I think I'd be at a disadvantage being 16 stone on a 180kg bike although mine has been dynojetted etc, but it would be great to go for a ride mate. I know I've got a big bike but I'm a corner man really thats why I bought the RS250 aswell GET THAT KNEE DOWN AT SILLY SPEEDS (And me and my brother are going to race it)

I know the 0-60's are the same for mostly all bikes (the RS250 is quick 0-60) its the 60-100 and beyond where it shows.

Anyway I like the GSXR's, When I passed my test I really wanted a GSXR600 but managed to get my CBR for 500 :shock: Got my ZX9R for 2000 :shock: :shock:

J


----------



## Guest (Jan 2, 2005)

You know the Bristol City footbal stadium? Near there.

I go running down the cycle path that goes under the suspension bridge, every other day I try to go.


----------



## Guest (Jan 2, 2005)

oh cool i know where that is. We sometimes have exams at the stadium conference rooms and we go drinking in Avon Gorge which overlooks the Gorge


----------



## thanutz (Dec 30, 2004)

pulse gyms free weight section isnt the best and is always busy anyway!

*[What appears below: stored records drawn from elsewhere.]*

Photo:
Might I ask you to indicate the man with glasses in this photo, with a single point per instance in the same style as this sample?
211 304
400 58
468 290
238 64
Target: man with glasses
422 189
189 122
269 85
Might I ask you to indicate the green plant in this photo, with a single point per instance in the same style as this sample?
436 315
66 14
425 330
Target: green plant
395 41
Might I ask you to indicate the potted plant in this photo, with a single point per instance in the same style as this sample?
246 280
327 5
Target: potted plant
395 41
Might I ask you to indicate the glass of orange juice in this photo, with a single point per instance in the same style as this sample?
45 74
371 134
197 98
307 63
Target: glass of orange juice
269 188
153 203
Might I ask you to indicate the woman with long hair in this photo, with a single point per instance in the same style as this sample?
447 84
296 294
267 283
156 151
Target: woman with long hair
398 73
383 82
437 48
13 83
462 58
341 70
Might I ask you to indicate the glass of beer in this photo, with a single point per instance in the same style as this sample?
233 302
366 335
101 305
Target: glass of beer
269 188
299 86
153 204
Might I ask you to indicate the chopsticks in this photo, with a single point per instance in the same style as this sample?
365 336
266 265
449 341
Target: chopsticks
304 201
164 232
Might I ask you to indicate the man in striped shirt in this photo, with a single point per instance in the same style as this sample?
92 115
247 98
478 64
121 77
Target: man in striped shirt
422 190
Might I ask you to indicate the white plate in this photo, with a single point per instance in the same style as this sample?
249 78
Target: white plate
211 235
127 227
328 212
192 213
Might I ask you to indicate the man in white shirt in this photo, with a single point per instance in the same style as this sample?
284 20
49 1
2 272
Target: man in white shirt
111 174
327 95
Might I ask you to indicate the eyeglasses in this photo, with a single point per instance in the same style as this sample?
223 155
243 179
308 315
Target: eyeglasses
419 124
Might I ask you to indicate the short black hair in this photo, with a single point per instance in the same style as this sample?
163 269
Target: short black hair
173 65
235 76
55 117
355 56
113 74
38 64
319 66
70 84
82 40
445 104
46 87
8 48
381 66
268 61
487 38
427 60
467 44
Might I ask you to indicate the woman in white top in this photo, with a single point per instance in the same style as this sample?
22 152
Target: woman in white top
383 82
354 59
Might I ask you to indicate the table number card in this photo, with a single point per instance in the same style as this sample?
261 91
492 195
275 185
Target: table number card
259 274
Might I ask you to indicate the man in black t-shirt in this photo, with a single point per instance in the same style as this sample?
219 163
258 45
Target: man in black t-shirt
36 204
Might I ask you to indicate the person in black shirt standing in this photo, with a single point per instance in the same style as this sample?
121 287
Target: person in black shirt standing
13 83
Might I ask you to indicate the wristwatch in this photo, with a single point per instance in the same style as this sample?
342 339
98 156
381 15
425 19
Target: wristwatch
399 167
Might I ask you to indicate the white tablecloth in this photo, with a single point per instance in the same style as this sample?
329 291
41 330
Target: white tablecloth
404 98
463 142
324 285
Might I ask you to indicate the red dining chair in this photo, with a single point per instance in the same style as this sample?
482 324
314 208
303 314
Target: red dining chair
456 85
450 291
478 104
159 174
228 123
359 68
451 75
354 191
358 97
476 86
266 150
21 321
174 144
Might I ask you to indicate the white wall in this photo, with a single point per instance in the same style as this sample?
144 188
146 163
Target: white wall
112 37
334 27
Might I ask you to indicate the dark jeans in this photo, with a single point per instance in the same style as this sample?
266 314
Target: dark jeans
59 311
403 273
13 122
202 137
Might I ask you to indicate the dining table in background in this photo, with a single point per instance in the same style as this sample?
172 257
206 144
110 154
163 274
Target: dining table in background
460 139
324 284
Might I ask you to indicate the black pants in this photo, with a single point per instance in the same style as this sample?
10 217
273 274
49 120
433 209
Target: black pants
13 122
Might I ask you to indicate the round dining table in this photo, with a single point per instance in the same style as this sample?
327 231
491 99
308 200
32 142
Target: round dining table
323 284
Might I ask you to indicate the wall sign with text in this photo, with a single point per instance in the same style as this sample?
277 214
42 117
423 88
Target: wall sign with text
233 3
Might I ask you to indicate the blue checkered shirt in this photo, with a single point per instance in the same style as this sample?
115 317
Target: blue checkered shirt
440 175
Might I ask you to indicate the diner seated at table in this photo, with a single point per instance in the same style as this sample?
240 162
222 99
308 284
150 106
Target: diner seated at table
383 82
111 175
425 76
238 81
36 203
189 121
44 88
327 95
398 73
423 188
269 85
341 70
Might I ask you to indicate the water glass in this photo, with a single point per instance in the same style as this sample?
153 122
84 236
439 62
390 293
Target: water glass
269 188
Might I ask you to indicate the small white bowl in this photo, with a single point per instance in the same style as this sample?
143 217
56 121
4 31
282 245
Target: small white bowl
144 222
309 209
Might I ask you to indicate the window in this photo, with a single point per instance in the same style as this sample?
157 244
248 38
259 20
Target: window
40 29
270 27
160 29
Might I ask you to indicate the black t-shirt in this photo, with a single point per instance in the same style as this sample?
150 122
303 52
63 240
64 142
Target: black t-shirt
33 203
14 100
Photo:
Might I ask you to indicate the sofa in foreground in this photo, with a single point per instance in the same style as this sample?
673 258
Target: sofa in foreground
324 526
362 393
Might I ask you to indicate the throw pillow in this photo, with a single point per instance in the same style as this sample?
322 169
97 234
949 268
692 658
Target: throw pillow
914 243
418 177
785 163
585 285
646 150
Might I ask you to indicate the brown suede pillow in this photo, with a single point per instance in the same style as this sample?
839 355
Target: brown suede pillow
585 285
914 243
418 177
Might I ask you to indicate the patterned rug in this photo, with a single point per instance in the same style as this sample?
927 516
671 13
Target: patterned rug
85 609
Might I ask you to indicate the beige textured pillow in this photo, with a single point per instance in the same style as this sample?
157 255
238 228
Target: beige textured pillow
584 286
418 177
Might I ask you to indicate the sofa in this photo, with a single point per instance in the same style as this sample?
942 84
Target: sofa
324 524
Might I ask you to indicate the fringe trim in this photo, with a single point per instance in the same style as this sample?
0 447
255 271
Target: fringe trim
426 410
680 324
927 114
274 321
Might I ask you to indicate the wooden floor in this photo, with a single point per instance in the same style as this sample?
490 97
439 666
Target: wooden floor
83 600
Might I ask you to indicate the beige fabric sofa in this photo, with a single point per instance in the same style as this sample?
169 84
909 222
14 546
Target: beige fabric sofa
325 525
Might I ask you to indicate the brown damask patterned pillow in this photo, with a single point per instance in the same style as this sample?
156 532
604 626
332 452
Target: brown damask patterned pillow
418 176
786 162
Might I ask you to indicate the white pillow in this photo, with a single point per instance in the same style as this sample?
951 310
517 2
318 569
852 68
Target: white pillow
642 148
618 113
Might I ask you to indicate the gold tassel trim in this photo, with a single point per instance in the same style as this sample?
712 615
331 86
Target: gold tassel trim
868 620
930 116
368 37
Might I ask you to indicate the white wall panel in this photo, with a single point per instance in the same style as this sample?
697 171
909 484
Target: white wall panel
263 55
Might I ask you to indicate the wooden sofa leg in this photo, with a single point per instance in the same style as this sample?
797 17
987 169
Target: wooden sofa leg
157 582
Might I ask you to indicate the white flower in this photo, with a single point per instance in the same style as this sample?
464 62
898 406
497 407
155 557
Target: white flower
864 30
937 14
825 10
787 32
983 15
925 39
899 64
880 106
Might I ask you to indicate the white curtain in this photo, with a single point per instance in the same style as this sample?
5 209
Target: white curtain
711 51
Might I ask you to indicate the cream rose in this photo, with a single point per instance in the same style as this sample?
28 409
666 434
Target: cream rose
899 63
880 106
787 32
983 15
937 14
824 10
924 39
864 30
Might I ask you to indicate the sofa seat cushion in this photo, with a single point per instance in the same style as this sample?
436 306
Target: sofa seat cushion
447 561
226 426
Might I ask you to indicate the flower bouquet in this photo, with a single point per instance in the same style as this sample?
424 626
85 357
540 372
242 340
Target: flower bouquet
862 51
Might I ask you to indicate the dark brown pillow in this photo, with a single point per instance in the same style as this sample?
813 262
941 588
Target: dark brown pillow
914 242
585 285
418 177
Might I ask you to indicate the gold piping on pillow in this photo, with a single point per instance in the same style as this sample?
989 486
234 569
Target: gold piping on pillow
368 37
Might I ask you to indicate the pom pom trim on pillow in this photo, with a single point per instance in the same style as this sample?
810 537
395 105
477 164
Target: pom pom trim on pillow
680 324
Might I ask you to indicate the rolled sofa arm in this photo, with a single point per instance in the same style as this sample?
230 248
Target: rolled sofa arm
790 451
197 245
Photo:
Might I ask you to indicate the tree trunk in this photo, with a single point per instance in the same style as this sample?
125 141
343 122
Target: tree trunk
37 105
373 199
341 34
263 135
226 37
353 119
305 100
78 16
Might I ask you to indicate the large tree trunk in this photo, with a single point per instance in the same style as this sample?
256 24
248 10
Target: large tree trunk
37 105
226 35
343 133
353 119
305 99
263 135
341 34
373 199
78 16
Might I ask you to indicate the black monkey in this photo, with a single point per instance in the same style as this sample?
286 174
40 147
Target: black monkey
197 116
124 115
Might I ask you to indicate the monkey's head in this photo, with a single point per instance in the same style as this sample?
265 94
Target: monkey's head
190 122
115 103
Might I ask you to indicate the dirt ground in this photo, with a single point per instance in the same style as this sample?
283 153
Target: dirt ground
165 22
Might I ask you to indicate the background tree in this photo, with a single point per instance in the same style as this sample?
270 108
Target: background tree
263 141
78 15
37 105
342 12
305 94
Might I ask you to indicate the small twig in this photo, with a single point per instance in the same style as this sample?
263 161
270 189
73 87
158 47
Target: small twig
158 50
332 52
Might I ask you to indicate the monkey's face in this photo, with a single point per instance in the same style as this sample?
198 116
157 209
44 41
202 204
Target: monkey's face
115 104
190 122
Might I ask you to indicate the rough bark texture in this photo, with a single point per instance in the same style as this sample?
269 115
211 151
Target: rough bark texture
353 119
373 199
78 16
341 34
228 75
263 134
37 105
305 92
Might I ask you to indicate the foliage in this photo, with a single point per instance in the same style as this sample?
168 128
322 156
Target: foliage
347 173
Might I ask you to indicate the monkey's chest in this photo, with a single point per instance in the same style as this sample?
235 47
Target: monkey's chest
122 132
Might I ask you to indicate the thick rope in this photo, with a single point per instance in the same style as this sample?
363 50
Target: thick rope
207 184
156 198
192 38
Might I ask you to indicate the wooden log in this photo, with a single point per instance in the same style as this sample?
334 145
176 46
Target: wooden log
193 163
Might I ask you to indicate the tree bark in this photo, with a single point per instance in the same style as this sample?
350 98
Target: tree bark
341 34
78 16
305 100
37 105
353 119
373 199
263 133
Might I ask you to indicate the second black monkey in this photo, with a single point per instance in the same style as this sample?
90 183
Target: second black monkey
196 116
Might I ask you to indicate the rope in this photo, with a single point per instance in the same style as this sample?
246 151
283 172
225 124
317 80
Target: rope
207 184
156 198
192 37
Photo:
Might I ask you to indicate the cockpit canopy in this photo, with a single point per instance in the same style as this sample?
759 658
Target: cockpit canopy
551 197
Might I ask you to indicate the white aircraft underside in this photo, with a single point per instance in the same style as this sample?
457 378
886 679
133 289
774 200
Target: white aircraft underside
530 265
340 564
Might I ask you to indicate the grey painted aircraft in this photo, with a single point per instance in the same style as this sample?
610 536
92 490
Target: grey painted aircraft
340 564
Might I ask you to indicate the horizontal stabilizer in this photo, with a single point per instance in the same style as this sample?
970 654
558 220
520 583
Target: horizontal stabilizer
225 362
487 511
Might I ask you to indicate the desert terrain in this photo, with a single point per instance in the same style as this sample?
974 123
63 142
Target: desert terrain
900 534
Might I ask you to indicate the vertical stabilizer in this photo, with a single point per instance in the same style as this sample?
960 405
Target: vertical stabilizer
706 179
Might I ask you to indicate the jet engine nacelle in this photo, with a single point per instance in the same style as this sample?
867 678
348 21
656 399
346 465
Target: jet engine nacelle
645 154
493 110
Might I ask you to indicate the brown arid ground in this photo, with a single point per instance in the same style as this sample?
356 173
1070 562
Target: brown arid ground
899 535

Yeah ive heard about bikes like the rs250 and rgv 250...shame there not made new anymore they were pocket rockets!

Anil


----------



## nick500 (Dec 12, 2005)

a ha ! anil has finally joined us lot on the boards, good to see u...

steve cheers for the compliments actually means a lot.

gonna do a dedicated post in a minute so i'll leave my progress out of this little message.

nick


----------